Friday, February 24, 2017

LOST




I am sitting atop Tikal Temple Four, meditating and taking notes. 

You can see Temples One and Two above the vegetation in the distance, with howler monkeys shrieking at such frightening volume one expects aliens to attack.

I have no service here, no Internet. If you are reading this, it is because someone -- preferably myself, having survived -- has transcribed the notes and perhaps even uploaded the pictures. For the moment, I cannot.

People come to Tikal to read, apparently. The picture I have of Lee at Tikal, adorning the refrigerator in my home some thousands of miles away, is of her sitting on one of these temples amid the acres and acres of them, reading.  

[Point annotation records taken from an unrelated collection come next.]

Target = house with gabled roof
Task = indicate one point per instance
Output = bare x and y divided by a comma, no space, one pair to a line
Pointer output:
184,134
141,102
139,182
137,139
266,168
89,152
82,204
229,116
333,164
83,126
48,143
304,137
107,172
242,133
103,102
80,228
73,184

I read segments of the Tao Te Ching today sitting here. Elsewhere, tourists are reading their books, novels, travel guides, sitting on temples. I have no theory of why this should be. 

The ghosts of Mayan princes compel us to read, perhaps. 

I can see the ghosts of Mayan children running amid the temples, playing hide and seek, or ball, thinking of self-sacrifice in their futures.

Years ago, at Uxmal in the Yucatan, I practiced Tai Chi in an isolated corner of the ruins, where abides the garden of fertility, stele of erect penises.  Mayans pierced their genitals, not unlike these international hoards of youth who take buses hourly to Tikal today. I overhear them talking of their years of practiced aimlessness, tattoos punctuating various loci, piercings with historical precedent.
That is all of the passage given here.